Growing up, I never dreamt of being a princess bride, or having a house with two-point-five kids and a dog (although pets were always going to be in the picture!). In fact, I don’t really remember thinking about being an adult in general. Yes, I had a Baby Love doll for a while, and then a doll with long blonde hair that I adored – until I unfathomably chopped off her golden locks one day. Of course, she was never the same again. I also had my beloved Sindy doll (the UK version of a Barbie) which I played with until I hit my tweens.
I remember my racetrack that I could build with my father and we’d spend hours practising our F1 skills. Also, our swingball set where we could smack a ball on a string round and round – or how we’d extend our dining room table, attach a net and have a go at “table tennis”.
One of my fondest memories was “playing teacher”. I had a chalkboard and would line up my stuffed toys and dolls for a front-row seat while I’d teach them what I’d learned at school that week. This was serious business. I used my pocket-money to buy little A5 books, a red pen and star stickers, and I’d write the work I’d covered that week in school in each book. Of course, there would be an excellent, good, average and poor performer in my class.
After my meticulous “lesson planning”, I’d set up in the garden or our Wendy House on a Saturday, and class would begin.
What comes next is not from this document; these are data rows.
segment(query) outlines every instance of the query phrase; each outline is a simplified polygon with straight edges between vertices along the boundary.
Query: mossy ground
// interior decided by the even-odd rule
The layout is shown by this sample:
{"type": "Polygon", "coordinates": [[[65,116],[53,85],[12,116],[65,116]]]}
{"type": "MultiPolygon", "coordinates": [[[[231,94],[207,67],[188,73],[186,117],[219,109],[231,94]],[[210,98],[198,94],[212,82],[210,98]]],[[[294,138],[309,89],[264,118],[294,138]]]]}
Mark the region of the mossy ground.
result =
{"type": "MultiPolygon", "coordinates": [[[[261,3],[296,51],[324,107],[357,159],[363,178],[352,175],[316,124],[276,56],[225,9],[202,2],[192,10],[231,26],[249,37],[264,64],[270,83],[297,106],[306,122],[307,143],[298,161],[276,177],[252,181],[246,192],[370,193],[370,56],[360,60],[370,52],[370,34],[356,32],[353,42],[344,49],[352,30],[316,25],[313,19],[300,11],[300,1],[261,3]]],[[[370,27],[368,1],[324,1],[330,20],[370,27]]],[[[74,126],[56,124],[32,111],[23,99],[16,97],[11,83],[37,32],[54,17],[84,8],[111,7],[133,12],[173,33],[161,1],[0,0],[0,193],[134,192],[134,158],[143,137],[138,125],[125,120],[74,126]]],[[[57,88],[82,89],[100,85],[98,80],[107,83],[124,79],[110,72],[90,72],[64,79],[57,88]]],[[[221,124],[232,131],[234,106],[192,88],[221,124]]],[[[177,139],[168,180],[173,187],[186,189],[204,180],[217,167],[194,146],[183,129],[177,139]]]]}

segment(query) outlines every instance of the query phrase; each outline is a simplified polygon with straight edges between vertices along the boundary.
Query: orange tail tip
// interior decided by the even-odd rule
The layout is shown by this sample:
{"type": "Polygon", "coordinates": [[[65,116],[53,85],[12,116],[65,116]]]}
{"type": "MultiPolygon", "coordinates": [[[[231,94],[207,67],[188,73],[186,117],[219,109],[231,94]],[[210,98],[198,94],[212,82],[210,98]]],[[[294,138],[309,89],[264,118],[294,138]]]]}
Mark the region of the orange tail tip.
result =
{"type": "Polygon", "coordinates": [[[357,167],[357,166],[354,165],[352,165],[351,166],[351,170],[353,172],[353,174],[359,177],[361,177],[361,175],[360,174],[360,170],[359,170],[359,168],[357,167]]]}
This is the only thing I can remember from that far back that would consciously influence my life choices as an adult because, despite my initial resistance to the idea and insistence on taking a gap year before deciding what I’d study, I ultimately chose a career in education.
Still, as a teacher, I never thought of adding a husband and children to the mix. The children in my classes were my children 24 hours a day for each year I had them and have left their footprints on my heart – all thousands of them. I never understood how my colleagues could wrap it up at the end of their day and then leave for their homes and families, and I admired them in a way for appearing to have nailed the work-life balance notion. I watched my friends marry and fall pregnant, and I fended off the inevitable questions of when I was going to settle down and start a family.
When you disclose your lack of progeny, the comments come like “why don’t you consider freezing your eggs?” or “you don’t have to be married to have children” or “why don’t you think about it, you’d make such a good mother?”
At that stage, I also had nieces and a nephew who kept me extremely busy, so I didn’t worry too much about the often insensitive comments from others such as “you know you’re not getting any younger” or “the older you get the more dangerous a pregnancy can be”, or even “you don’t want to look like a grandmother at your own child’s graduation”.
It was only when I hit my mid-thirties and had been out of teaching for two years that I even considered marriage and children for the first time. I was involved with someone with whom I could imagine a future, and while I still wasn’t fantasising about white dresses or picket fences, I was certainly thinking of commitment (perhaps an exchange of loving words on the pitch at an empty Lord’s stadium, or in the bush where no one could join us).
In fact, I did fall pregnant but miscarried early on without ever discussing this with him. For reasons bigger than ourselves and too painful to think about, we didn’t work out and I’ve never had those “happy family” thoughts again. By then I’d also been diagnosed and treated for bipolar disorder, and was adamant that I didn’t want to pass this on to any children I might one day have – just another reason not to procreate.
But still, people would ask about children, and it is often assumed that when you’ve reached your forties you already have a few chicks in the nest.
When you disclose your lack of progeny, the comments come like “why don’t you consider freezing your eggs?” or “you don’t have to be married to have children” or “why don’t you think about it, you’d make such a good mother?”
As my eggs slip away and I start counting down to infertility, I admit I have given more thought to children, but not in the way you might think. I am not desperate to be a mother, but I have thought about missing out on the experience of being pregnant. Isn’t that what our bodies were ultimately designed for, after all?
I have thought of legacy and how I will be remembered once I have passed on. I am also the last one to hold our surname in our family, so it dies with me. I have occasionally thought about that and known that should I have a child, they would hold my surname.
But is all this enough to take extraordinary measures like fertility treatment to have a baby? Truth be told, I do make up excuses (although quite valid ones) about not having the financial and physical resources and support to go it alone (I would always want my child to have the best quality of life and opportunities) and if I really think about it deeply, the idea of being a mother to my own children terrifies me just enough to bury those thoughts again.